Irina Overeem stemming the crux by the third bolt.
Description
A fun sport route with neat stemming.
Take the Treasure Wall approach and go about 30' up the hill, just right of a big pine tree next to the wall.
Climb the steep face, with crux stemming past the 3rd bolt. Continue up with more cool stemming moves. Traverse right to a little pine, then go straight up to the anchor on a good ledge.
The anchor is shared with Bobby's Back; you can TR that route after climbing this one.
Descent: Lower 60' back to the start.
We did the first ascent around 8:30 pm with just enough light to see; hence the name "Twilight Time".
Location
Take the Treasure Wall approach.
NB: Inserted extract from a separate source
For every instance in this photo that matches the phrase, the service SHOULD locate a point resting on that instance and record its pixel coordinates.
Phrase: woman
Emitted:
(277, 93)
Go right and uphill about 30' to the start of the route, just right of a big pine tree next to the wall.
Nice route with cool moves...will only get better with more ascents and a few good rains.
Good job Ron.
By Ken Cangi From: Boulder, CO Sep 2, 2007 rating: 5.9
Fun route.
By djoseph From: Boulder, CO Sep 19, 2007 rating: 5.10a
Pleasant line. I believe (?) that in addition to the anchor, the last bolt is also shared with Bobby's Back. At least, I clipped it. Nice hooks for anchors!
By Tony Bubb From: Boulder, CO Sep 22, 2007 rating: 5.9+
I lead it on gear, cleaning the little cracks up as I went. It goes 5.9+ on gear, no real runouts if you have some brass or steel. If I'd had ball nuts I would have sewn it up tight. A majority of the route goes easily without bolts, some I had to tinker with, but it was all protected.